Le Centre d'Art Virtuel de Synesthésie

Le Centre d'Art Virtuel

Créé en 2002, le Centre d’Art Virtuel de Synesthésie constitue une collection en ligne unique dans le champ artistique français et un observatoire des possibilités qu’offre le web en tant que support et medium pour la création artistique. Aujourd’hui, une trentaine de ses oeuvres, organisées en six thématiques, revient sur le web grâce à une nouvelle interface de l'artiste Saraswati Gramich.

Cette collection en ligne, accessible à tous, montre des démarches riches et variées, qui prolongent des pratiques artistiques repérées dans l’art contemporain comme la performance, le process, le mixage, la création collective, l’installation interactive.

C’est pour elle l’occasion de se montrer autrement tant du point de vue de la réception de l’oeuvre, dans le passage de l’écran à la projection, que dans le glissement d’une expérience initialement individuelle devenant collective.

Ce remarquable panorama offre la possibilité au public de se positionner non pas uniquement en regardeur mais en acteur et re-créateur d’oeuvres vivaces et expérimentales.

Ces réalisations protéiformes et généreuses questionnent le rapport à l’architecture, au territoire, à l’espace virtuel, au corps, à la musique, aux jeux vidéos, à la quotidienneté ou encore à la psychanalyse.

Les nouveaux outils interfèrent dans le processus créatif.
Si la démarche intrinsèque de l'artiste reste inchangée, les artistes du CAV  inaugurent de nouvelles du dessin, de l'image, du texte, de la photo, la vidéo, l'installation ou le processus.
Cet ensemble témoigne de pratiques artistiques, virtuelles, innovantes, qui n'existent que lorsque l'un d'entre nous les actualise en s'y connectant.

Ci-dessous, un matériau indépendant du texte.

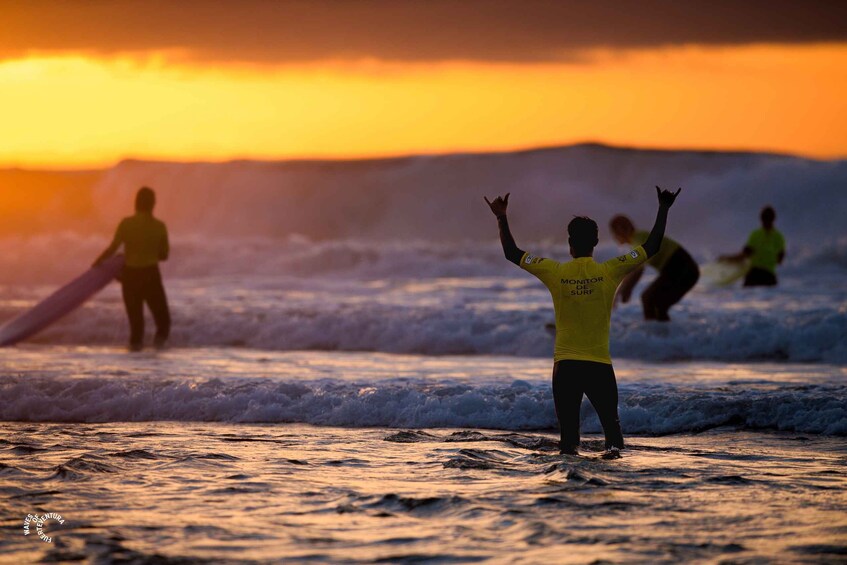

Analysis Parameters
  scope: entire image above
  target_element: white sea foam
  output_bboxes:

1. Navigations interactives

Manipuler des vidéos, des photos, du texte au moyen de la souris. Les médias, une fois numérisés, deviennent des informations qui communiquent entre elles et sur lesquelles l'utilisateur va réagir. Ce dernier est engagé physiquement dans la navigation. Le plus souvent sa main aussi d'autres partie de son corps font réagir l'interface qui permet d'entrer en contact avec les données numériques. Mises en ligne et accessible à n'importe quel spectateur, certaines de ces œuvres s'enrichissent de la participation de l'internaute. L'artiste agit dans un contexte où le spectateur est nécessaire pour donner un sens à l'œuvre.

2. Propositions formelles inédites

Des formes mobiles, sans volume, sans substantialité, abstraites, hybrides, aérodynamiques, ergonomiques.
Elles indiquent de nouvelles façons de gérer les systèmes de représentations.
Elles témoignent de nouveaux usages culturels (géolocalisation, téléchargement, pixellisation, univers virtuels, modelisation...)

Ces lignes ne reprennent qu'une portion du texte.